By the Warring States period, 虏 appeared in military treatises like Sun Tzu’s *Art of War*, where capturing 虏 was measured alongside slain enemies as proof of victory. In Sima Qian’s *Records of the Grand Historian*, 虏 often appears paired with ‘slaves’ (奴) — revealing how wartime capture bled into lifelong bondage. Interestingly, the character’s visual tension — fierce tiger above subdued human — never softened in meaning: unlike many characters that mellowed over time (e.g., 盗 ‘thief’ → ‘steal’ in compounds), 虏 retained its raw, unapologetic connotation of violent subjugation across 3,000 years.

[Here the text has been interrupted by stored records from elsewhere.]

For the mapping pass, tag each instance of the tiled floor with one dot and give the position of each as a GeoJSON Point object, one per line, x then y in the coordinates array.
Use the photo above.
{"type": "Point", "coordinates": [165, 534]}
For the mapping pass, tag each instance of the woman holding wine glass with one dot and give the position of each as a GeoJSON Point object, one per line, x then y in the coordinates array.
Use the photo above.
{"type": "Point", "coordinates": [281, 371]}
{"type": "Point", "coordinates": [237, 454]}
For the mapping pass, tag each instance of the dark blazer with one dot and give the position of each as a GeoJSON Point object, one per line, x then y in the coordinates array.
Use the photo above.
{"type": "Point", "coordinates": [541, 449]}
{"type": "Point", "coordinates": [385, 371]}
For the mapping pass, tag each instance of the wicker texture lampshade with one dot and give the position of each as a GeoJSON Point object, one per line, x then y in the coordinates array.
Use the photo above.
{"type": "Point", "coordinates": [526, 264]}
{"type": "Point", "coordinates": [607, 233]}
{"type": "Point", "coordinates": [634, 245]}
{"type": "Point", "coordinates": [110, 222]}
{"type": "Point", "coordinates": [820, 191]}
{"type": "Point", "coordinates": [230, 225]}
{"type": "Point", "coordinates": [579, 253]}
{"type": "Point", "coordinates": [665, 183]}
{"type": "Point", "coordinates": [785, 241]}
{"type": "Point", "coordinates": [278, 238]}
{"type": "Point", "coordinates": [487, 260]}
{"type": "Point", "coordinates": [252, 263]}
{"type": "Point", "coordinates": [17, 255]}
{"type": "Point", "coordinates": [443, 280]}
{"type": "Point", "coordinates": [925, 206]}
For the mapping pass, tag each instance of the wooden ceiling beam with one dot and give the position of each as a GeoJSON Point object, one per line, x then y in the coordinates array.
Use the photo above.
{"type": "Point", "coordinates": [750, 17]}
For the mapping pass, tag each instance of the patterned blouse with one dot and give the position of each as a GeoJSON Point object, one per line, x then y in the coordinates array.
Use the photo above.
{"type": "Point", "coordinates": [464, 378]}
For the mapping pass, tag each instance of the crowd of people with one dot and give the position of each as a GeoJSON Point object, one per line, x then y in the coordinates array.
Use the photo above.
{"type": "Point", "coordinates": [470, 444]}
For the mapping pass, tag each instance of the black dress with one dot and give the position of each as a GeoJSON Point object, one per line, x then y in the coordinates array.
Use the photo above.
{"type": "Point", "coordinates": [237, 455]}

At its core, 虏 (lǔ) isn’t just ‘prisoner of war’ — it’s a word soaked in ancient battlefield gravity. It carries the visceral weight of capture: not voluntary surrender, but violent seizure by an enemy force. Unlike modern neutral terms like 战俘 (zhànfú), 虜 is stark, historical, and often literary — you’ll rarely hear it in news reports today, but you’ll see it on bronze inscriptions, in Tang dynasty poetry, or in scholarly analysis of pre-Qin warfare. It’s inherently dehumanizing in classical usage (e.g., ‘take ten thousand 虏’), reflecting how early Chinese states viewed captured enemies as spoils, not persons.

Grammatically, 虏 functions almost exclusively as a noun — never a verb, never an adjective — and almost never in isolation. You won’t say ‘He is a 虏’; instead, it appears in compounds (like 擒虏) or after quantifiers (e.g., 数百虏, ‘hundreds of captives’). A common learner mistake is overgeneralizing it to mean ‘any prisoner’ — but that’s wrong: 囚犯 (qiúfàn) means ‘criminal inmate’, and 犯人 (fànrén) is ‘offender’. Using 虏 for someone jailed for theft sounds absurdly militaristic — like calling your traffic violator a POW.

Culturally, 虏 also acquired a charged ethnic dimension: in Han dynasty texts, it frequently referred specifically to northern nomadic groups (Xiongnu, Xianbei), blurring the line between ‘captive’ and ‘barbarian other’. This nuance lingers — modern writers sometimes use it ironically or critically to expose historical bias. So while HSK 6 lists it as ‘POW’, reading it well requires hearing the echo of clashing chariots, not Geneva Conventions.

💬 Example Sentences

Common Compounds

💡 Memory Tip

Picture a tiger (虍) pouncing on a man (男) — 'LÚ' like 'LOO' in 'look out!' — because when a tiger leaps, you'd better look out... or become a POW!